O instável cenário político complicou-se, extremamente, após a intervenção pós-eleitoral indireta da Alemanha, Grã-Bretanha, França e EUA, os quais, dedicam-se a um selvagem poquer político entre si com objetivo de aumentarem sua estreita influência individual sobre as evoluções políticas de Kosovo e, indiretamente, sobre os demais países balcânicos. Efetivamente, seus lances são, de fato, impressionantes.

As eleições foram realizadas num domingo (12 de dezembro passado).

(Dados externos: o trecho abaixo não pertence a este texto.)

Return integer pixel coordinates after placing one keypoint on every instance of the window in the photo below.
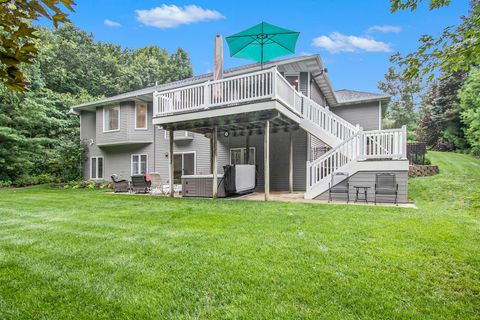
(139, 164)
(111, 118)
(183, 164)
(293, 80)
(141, 116)
(238, 156)
(96, 168)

Assim que foram conhecidos os resultados extra-oficiais na segunda-feira, imediatamente, começaram a cair as "bombas políticas".

Os EUA foram os primeiros a abrir o jogo e, pelo fato de o primeiro partido ser do primeiro-ministro em fim de mandato – e extremamente filo-norte-americano – Hassim Thatsi, o Departamento de Estado apressou-se a reconhecer o resultado eleitoral, com o representante da diplomacia norte-americana, Mark Toner, elogiando a "evolução democrática de Kosovo", apesar das inúmeras denúncias de gritantes casos de fraudes formuladas pela oposição política do país.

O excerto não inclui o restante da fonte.